Um zukunftsfähige Antworten und Lösungen zu finden, ist es wichtig, alle in der Gesellschaft vorhandenen Kompetenzen einzubeziehen: von der organisatorischen über soziale hin zu technischen Kompetenzen.

fairNETZ steht für die Idee, eine Infrastruktur für den gemeinsamen Gestaltungsprozess zu entwickeln.
fairNETZ orientiert sich dabei vor allem an der Frage: Was können Menschen gemeinsam tun, wenn sie nicht nur die Symptome der Probleme behandeln, sondern an der Wurzel ansetzen wollen?

Bezweifle niemals, dass eine kleine Gruppe engagierter Menschen die Welt verändern kann.

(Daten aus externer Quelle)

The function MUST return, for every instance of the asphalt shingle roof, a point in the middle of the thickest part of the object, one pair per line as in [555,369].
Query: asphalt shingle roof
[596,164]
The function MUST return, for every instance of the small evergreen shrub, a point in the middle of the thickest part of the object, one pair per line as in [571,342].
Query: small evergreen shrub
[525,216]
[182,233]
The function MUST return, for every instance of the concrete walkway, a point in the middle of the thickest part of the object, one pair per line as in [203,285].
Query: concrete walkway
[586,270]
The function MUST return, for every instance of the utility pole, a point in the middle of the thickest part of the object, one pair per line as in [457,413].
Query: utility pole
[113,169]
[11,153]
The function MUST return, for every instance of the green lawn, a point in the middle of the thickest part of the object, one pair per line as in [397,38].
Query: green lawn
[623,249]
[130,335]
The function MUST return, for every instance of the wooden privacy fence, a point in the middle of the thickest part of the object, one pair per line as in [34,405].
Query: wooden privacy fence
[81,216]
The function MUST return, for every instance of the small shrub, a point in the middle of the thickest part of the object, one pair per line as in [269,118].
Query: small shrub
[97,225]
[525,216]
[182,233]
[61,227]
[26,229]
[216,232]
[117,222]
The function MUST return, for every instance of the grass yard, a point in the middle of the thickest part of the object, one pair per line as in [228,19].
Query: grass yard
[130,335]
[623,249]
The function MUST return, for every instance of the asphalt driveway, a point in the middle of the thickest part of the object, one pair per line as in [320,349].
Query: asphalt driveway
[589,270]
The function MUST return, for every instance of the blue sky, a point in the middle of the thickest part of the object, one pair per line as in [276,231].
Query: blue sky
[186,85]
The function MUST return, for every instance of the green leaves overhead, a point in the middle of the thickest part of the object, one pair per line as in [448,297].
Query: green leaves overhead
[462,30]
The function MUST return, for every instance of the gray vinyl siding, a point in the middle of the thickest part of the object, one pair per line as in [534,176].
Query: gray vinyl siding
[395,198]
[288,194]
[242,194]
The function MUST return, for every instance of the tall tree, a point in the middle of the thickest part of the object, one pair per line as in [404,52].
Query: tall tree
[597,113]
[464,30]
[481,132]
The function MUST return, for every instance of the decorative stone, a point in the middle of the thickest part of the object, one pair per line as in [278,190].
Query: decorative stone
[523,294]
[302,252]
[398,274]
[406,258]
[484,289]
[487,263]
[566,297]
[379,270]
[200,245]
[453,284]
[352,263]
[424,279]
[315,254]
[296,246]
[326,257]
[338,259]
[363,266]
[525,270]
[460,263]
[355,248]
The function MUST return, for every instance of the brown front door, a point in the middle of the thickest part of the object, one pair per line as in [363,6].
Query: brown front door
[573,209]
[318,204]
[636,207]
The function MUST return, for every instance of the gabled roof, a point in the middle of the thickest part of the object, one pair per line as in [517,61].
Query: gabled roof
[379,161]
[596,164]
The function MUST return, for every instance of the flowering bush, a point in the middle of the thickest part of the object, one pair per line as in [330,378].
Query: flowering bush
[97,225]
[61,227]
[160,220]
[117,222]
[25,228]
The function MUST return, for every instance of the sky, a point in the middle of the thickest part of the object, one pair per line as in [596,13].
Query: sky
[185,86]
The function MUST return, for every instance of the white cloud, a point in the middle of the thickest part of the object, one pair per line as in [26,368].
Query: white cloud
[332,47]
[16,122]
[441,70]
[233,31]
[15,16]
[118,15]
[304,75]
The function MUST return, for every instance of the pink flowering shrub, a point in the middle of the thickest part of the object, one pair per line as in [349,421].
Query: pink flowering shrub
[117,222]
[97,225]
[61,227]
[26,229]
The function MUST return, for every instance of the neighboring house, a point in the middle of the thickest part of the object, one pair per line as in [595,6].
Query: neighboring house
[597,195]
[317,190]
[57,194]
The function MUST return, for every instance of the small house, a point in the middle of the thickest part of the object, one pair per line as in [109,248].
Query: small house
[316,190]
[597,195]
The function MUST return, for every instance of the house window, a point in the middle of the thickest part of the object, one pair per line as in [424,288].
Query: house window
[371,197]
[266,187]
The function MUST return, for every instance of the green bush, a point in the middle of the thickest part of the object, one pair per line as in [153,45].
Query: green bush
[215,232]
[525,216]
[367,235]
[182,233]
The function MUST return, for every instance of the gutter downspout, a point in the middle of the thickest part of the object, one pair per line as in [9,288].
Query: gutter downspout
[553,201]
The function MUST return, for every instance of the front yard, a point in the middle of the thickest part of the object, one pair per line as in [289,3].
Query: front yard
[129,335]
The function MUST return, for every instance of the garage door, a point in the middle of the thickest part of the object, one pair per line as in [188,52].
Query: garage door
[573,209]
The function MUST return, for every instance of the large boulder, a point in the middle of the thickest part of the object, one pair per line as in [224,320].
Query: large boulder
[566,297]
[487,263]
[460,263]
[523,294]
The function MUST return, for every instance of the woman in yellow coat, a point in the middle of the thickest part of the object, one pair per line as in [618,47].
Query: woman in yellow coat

Im Gegenteil: Nur so sind jemals Veränderungen zustande gekommen. (Margret Mead)

fairNETZ:
Demokratie-Werkzeuge für Wirtschaft, Politik und Zivilgesellschaft

Im Rahmen eines sozialen Netzwerkes sollen Tools für Beteiligung, Synergien, Kooperation und demokratische Entscheidungsprozesse allen Menschen zur Verfügung gestellt werden. Das Netzwerk unterstützt dabei insbesondere die Organisationsform der Soziokratie und die Abstimmungsmethode des Systemischen Konsensprinzips (SK), um die kollektive Intelligenz von Gruppen aller Art zum Ausdruck zu bringen.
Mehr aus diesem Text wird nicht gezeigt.